Devers went 3-for-3 with a homer and two RBI in Wednesday's game against the Rays. Devers opened up the scoring Wednesday with an RBI single in the first inning. The youngster added a solo home run -- his first of spring -- in the third inning before capping his day with another single in the fifth frame. Devers has collected five hits in eight at-bats through a trio of Grapefruit League games.
Devers hired a nutritionist over the offseason and has focused on improving his conditioning throughout the winter, Chris Cotillo of MassLive.com reports. "I feel healthy right now," Devers said in January. "I think I'm in a good place. Last year, I had a lot of injuries and I think it was a product of the weight." Officially listed at six-foot, 237 pounds, Devers hasn't tracked his weight loss over the last few months, but Cotillo notes that the third baseman is noticeably slimmer than he was during his first two seasons with Boston. Conditioning issues may have contributed in part to Devers requiring three stints on the disabled list between last July and August, with a pair of hamstring injuries in particular proving problematic. The missed time coupled with a 44-point slide in batting average made Devers' sophomore season a disappointing one, but improved health and another year of experience should increase the 22-year-old's odds of tapping into more of his considerable upside in 2019.
Devers went 1-for-2 with a sixth-inning three-run homer during Boston's pennant-clinching 4-1 win over the Astros on Thursday. Devers hit his first home run of the postseason off Justin Verlander to provide the Red Sox with the winning margin. The 21-year-old is now 7-for-20 in the postseason, and has driven in seven runs after compiling a .240 average with 21 home runs and 66 RBI in the regular season.
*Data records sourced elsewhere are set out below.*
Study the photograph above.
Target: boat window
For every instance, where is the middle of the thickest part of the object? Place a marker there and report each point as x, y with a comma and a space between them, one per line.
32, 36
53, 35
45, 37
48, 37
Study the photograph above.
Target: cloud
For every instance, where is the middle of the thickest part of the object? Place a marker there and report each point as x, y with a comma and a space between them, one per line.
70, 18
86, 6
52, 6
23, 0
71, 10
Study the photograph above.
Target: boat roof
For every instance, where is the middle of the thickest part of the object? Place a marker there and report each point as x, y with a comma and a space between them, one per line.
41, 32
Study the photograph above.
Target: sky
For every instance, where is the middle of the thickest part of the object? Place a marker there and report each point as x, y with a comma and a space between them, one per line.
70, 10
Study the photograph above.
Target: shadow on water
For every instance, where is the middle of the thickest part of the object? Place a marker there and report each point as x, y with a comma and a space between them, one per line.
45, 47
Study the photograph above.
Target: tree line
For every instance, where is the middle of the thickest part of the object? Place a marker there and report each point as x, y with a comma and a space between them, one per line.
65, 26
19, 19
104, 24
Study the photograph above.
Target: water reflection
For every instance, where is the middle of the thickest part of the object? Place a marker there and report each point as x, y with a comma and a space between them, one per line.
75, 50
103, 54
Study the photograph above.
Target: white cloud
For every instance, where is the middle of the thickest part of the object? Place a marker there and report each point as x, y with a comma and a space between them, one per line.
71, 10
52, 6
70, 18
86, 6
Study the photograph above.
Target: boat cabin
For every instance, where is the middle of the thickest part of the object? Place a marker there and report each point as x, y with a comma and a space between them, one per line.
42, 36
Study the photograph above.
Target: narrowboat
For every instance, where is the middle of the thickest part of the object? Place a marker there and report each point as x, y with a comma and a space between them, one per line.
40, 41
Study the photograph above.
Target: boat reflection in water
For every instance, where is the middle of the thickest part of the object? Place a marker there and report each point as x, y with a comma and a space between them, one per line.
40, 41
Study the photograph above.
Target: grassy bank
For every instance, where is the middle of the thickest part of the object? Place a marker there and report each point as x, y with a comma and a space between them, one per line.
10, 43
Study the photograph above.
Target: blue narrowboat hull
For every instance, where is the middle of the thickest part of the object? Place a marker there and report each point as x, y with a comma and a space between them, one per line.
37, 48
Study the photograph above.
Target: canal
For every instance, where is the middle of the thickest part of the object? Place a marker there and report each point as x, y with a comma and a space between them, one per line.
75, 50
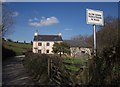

Devers will head to the bench for Game 3 of the ALCS against the Astros on Tuesday, Bob Nightengale of USA Today reports. Devers drew the start at the hot corner in Sunday's victory, but he'll head back to the bench with Eduardo Nunez expected to take over at third base. Devers is 4-for-10 with a walk, two RBI and four runs scored through three games this postseason. He'll certainly be an option to pinch hit in the later innings.